On the asymptotic analysis of bounded solutions to nonlinear differential equations of second order

In this paper, we consider two different models of nonlinear ordinary differential equations (ODEs) of second order. We construct two new Lyapunov functions to investigate boundedness of solutions of those nonlinear ODEs of second order. By using the Lyapunov direct or second method and inequality techniques, we prove two new theorems on the boundedness solutions of those ODEs of second order as $t \to \infty $t→∞. When we compare the conditions of the theorems of this paper with those of Meng in (J. Syst. Sci. Math. Sci. 15(1):50–57, 1995) and Sun and Meng in (Ann. Differ.

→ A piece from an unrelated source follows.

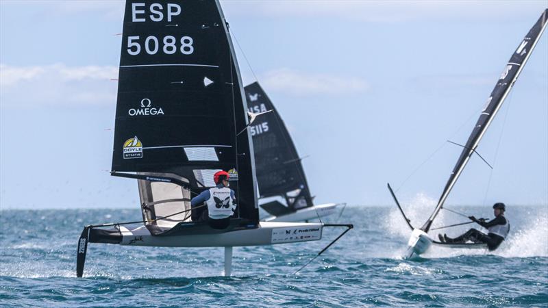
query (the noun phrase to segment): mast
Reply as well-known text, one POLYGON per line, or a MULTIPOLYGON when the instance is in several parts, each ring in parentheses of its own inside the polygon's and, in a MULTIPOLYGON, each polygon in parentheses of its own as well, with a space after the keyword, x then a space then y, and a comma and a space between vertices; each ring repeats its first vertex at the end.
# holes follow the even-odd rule
POLYGON ((443 189, 443 192, 438 201, 436 209, 430 215, 428 220, 421 228, 425 232, 428 232, 430 229, 430 226, 434 219, 443 207, 443 203, 447 198, 447 196, 451 192, 455 183, 456 183, 457 179, 458 179, 459 176, 464 169, 464 166, 466 166, 472 154, 475 151, 480 141, 495 116, 499 112, 502 103, 521 73, 521 70, 523 69, 523 66, 531 55, 535 45, 536 45, 543 31, 546 28, 547 17, 548 17, 548 9, 545 10, 533 27, 529 30, 529 32, 518 46, 516 51, 512 55, 508 64, 506 64, 506 67, 495 86, 493 92, 491 92, 490 96, 487 99, 485 107, 480 115, 480 118, 477 120, 475 126, 474 126, 474 129, 468 138, 468 141, 464 146, 455 167, 453 168, 453 172, 451 172, 449 179, 445 184, 445 188, 443 189))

Equ. 18(1):58–64 2002), we can see that our theorems have less restrictive conditions than those in (Meng in J. Syst. Sci. Math. Sci. 15(1):50–57, 1995) and Sun and Meng in (Ann. Differ. Equ. 18(1):58–64 2002) because of the two new suitable Lyapunov functions. Next, in spite of the use of the Lyapunov second method here and in (Meng in J. Syst. Sci. Math. Sci. 15(1):50–57, 1995; Sun and Meng in Ann. Differ. Equ. 18(1):58–64 2002), the proofs of the results of this paper are proceeded in a very different way from that used in the literature for the qualitative analysis of ODEs of second order. Two examples are given to show the applicability of our results. At the end, we can conclude that the results of this paper generalize and improve the results of Meng in (J. Syst. Sci. Math. Sci. 15(1):50–57, 1995), Sun and Meng in (Ann. Differ. Equ. 18(1):58–64 2002), and some other that can be found in the literature, and they have less restrictive conditions than those in these references.